AUSTIN (KXAN) — Texas lawmakers will try and revamp the Texas education system before May and in a new poll by the University of Texas and the Texas Tribune, Texans want to pay for it by legalizing marijuana, raising taxes on alcohol, and redirecting oil and gas taxes.
The poll released Monday asked 1,200 hundred Texans how specifically they want to pay to boost education.
- 60 percent of Texans said lawmakers should legalize marijuana and tax it
- 58 percent said lawmakers should redirect oil and gas taxes to education from the state’s savings account or ‘rainy day fund’

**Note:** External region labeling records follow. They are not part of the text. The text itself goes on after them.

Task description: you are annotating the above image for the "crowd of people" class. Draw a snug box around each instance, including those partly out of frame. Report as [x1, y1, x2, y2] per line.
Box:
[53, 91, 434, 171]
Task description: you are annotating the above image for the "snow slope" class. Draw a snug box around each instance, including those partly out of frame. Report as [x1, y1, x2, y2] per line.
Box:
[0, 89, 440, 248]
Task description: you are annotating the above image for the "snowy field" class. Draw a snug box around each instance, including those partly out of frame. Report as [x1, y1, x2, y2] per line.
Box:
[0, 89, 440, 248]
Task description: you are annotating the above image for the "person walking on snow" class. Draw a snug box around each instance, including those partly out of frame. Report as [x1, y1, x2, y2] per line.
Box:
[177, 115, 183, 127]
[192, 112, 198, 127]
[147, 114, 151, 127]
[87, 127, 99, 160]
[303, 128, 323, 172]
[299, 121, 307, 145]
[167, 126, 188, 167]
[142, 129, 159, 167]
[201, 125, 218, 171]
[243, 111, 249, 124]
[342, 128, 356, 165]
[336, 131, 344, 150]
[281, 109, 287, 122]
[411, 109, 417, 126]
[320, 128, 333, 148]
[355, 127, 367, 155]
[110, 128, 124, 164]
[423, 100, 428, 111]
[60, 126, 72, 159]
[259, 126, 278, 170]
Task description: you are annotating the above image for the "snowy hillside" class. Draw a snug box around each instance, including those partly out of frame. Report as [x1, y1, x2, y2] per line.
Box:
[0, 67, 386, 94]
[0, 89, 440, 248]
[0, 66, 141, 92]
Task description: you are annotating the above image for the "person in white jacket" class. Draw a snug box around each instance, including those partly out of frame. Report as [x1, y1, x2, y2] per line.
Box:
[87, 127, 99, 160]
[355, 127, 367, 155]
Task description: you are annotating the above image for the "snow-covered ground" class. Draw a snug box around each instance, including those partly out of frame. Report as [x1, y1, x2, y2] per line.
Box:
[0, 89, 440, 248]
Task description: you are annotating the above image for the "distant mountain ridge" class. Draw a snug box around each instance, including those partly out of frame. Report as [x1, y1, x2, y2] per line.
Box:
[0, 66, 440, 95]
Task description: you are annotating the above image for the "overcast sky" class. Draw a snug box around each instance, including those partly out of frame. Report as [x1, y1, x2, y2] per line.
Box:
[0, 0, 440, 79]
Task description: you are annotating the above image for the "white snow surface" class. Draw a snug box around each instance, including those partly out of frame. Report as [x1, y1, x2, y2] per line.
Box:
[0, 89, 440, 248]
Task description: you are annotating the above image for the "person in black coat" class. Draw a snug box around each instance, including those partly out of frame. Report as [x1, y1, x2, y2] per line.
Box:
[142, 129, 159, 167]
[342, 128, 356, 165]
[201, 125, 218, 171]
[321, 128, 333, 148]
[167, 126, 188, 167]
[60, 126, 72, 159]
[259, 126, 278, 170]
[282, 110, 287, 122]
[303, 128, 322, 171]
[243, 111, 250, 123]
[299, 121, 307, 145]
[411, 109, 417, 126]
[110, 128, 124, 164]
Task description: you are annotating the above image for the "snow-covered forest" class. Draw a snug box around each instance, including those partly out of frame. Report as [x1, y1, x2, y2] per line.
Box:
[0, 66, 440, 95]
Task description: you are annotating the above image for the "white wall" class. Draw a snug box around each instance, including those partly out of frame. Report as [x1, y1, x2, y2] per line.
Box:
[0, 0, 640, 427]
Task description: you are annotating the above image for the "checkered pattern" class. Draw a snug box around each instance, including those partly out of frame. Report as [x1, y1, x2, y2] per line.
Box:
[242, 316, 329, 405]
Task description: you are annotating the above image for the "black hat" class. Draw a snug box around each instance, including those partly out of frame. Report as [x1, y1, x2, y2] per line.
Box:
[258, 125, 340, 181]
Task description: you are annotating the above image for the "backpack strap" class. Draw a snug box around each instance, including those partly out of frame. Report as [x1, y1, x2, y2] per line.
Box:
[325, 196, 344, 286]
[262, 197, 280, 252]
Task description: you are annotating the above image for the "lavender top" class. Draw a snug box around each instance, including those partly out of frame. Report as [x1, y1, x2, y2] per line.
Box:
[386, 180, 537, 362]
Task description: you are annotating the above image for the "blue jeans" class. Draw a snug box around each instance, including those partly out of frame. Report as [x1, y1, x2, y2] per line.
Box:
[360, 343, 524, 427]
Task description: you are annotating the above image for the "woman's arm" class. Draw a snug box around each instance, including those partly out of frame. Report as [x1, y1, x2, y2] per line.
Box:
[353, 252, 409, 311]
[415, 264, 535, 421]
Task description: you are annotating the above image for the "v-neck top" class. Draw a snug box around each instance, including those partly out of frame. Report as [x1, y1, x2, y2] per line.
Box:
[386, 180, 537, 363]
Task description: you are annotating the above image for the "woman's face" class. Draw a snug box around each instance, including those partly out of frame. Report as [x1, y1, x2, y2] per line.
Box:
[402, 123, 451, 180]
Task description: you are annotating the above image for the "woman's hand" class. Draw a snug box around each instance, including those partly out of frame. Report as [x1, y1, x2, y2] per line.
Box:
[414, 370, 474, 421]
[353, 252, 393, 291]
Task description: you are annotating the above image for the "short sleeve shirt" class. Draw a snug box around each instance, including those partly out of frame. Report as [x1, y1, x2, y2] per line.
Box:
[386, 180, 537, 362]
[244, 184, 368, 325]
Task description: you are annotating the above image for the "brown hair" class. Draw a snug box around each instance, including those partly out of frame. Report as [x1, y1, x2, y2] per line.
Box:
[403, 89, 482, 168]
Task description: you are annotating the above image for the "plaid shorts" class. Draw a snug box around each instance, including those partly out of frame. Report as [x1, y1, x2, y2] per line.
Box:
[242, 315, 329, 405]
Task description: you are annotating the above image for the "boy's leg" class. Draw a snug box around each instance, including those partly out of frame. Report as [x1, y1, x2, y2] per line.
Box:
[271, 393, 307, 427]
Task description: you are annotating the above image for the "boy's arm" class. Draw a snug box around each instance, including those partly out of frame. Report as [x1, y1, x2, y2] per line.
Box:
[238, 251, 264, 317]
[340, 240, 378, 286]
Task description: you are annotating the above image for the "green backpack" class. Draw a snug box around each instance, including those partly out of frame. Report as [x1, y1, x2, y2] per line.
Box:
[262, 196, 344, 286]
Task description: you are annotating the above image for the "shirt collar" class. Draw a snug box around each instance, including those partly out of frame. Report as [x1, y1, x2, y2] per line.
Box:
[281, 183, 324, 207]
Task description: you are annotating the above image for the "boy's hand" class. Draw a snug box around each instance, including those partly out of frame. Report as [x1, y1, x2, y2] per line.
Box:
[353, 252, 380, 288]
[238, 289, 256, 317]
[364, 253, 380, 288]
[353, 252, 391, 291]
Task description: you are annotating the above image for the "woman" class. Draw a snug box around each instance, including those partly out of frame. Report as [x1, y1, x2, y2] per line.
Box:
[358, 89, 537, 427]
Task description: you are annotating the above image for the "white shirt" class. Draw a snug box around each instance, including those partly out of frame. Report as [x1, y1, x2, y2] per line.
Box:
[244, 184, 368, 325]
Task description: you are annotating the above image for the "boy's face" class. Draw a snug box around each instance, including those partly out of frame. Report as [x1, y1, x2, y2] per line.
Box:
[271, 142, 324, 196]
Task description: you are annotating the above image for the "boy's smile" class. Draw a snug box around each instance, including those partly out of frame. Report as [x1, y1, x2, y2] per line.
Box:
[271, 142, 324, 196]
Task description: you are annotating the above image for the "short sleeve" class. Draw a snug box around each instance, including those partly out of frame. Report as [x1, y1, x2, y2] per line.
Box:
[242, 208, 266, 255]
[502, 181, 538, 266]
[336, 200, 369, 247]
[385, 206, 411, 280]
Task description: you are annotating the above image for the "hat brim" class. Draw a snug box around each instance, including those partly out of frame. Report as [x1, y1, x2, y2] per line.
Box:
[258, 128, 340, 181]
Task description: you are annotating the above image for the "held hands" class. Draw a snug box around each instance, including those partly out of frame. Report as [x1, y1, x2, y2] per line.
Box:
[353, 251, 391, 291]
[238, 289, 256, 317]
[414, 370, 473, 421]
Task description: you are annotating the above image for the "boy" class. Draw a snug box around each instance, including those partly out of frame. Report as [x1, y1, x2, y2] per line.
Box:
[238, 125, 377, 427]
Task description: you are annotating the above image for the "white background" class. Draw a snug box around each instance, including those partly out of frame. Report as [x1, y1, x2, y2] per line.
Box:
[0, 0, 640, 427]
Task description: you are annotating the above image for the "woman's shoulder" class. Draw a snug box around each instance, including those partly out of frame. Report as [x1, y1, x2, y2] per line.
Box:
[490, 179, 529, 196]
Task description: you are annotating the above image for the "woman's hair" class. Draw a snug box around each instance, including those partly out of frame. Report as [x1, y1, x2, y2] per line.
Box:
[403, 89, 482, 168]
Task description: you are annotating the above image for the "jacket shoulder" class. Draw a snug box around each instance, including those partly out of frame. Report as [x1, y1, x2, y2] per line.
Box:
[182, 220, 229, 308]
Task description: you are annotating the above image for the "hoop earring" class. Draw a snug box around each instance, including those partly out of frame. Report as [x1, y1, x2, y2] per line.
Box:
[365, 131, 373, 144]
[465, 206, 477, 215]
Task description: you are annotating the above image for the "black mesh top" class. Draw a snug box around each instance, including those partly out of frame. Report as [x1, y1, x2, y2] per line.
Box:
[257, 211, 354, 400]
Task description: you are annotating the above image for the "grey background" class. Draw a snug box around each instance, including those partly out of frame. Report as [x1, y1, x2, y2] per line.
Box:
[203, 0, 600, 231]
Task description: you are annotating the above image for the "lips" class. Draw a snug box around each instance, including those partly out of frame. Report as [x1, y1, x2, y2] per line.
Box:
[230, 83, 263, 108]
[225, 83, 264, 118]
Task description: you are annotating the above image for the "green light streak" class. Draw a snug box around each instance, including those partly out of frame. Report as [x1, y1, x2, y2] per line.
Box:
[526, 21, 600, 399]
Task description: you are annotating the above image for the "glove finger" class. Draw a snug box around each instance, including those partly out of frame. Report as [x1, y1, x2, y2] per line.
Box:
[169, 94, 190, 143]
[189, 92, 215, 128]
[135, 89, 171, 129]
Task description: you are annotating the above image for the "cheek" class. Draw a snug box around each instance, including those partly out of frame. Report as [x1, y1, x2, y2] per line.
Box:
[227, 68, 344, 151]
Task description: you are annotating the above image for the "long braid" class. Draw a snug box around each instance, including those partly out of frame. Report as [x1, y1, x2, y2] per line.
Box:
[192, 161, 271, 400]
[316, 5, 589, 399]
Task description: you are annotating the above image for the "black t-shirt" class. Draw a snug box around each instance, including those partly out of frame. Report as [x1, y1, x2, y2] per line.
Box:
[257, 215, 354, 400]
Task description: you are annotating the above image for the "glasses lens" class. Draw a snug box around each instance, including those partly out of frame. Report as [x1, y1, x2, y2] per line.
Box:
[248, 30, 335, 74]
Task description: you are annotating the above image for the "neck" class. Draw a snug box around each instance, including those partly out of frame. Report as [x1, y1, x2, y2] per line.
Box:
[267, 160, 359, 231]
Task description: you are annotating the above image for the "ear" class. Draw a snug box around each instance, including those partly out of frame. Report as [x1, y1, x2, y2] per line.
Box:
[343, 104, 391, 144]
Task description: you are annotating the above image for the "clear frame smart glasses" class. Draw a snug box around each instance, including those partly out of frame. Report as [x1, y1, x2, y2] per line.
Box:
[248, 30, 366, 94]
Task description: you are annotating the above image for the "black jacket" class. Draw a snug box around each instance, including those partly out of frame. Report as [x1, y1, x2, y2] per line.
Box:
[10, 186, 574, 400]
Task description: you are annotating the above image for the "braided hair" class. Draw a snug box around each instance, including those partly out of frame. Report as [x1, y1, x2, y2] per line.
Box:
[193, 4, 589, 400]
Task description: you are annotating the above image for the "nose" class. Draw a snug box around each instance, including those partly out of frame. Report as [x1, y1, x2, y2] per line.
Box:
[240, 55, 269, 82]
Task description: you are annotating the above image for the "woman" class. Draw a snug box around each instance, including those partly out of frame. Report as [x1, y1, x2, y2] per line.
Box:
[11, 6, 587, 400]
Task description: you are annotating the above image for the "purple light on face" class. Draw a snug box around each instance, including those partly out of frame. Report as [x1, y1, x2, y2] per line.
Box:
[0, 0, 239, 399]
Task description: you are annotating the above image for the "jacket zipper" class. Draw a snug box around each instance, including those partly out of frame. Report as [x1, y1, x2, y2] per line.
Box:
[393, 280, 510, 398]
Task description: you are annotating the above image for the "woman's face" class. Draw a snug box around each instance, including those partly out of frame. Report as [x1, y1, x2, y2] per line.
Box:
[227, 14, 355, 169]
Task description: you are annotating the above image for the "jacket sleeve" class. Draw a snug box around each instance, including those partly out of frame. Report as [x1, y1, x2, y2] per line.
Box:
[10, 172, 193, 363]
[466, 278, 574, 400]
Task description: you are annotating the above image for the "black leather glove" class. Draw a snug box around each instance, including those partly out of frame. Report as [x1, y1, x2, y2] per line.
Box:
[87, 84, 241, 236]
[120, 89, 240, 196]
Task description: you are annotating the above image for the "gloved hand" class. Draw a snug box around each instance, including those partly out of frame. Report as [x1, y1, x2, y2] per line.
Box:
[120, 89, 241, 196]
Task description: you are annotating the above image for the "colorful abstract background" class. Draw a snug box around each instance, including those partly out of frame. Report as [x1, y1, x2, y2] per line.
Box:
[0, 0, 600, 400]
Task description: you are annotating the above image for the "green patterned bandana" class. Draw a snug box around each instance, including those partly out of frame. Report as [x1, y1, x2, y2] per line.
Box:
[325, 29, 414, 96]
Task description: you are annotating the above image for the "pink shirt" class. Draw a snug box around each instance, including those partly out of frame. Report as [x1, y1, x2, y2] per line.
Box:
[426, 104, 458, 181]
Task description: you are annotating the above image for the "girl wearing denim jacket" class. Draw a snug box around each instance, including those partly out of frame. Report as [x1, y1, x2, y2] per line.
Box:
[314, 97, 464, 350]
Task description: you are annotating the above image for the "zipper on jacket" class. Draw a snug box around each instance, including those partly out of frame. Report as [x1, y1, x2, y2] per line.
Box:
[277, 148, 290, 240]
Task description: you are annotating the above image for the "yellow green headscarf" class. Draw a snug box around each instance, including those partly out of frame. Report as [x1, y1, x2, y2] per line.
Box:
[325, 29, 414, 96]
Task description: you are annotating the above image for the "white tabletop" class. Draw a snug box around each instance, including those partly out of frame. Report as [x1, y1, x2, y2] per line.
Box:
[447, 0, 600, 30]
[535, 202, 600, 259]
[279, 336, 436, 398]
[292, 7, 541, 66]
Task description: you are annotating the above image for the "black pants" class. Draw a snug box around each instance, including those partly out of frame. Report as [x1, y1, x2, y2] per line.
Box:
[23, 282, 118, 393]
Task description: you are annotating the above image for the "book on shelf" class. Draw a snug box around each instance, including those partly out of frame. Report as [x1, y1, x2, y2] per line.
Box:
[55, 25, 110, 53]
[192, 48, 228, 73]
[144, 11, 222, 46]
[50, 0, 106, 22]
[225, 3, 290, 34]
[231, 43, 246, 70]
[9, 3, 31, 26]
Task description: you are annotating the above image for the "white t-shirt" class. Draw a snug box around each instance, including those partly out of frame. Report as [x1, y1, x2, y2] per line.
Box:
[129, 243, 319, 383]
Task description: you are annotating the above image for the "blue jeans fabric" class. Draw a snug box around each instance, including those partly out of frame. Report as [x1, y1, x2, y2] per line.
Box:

- 57 percent of Texans want lawmakers to increase the alcoholic beverage tax to boost education.
This poll comes out the same day the Texas Senate approved a teacher pay raise bill that would raise all teacher and librarian salaries by $5,000 a year.
“We heard about the healthcare cost that are consuming more and more of our teacher’s paychecks,” said author of SB 3, Sen. Jane Nelson, R-Flower Mound, “We know that teachers are dipping into their own personal funds to pay for classroom supplies. Our teachers are struggling financially.”
The House leadership is expected to roll out their school reform measures on Tuesday.
Expectations and results
“They’ve got to be careful to not disappoint people,” said Jim Henson pollster for UT’s Texas Politics Project.
Henson said while there’s bipartisan support for priority items in the legislature – property taxes and school finance reform overall – there are some specifics that do split Republicans from Democrats.
Take for example, legalizing and taxing marijuana to put funds towards education.
“It’s very lopsided. Democrats are almost uniformly in favor of that idea. Republican public opinion is much more divded so that number is high but I don’t think we should look at that as a likely source of revenue,” said Henson.
The same poll showed Texans know how they don’t want to pay.
Only around sixteen percent want to pay for education by raising the gas tax or sales tax and a similar number wants to start a state income tax, around seventeen percent.
“The downside for them (lawmakers) is, they have to respond now,” said Henson, “And these are very difficult things to act on.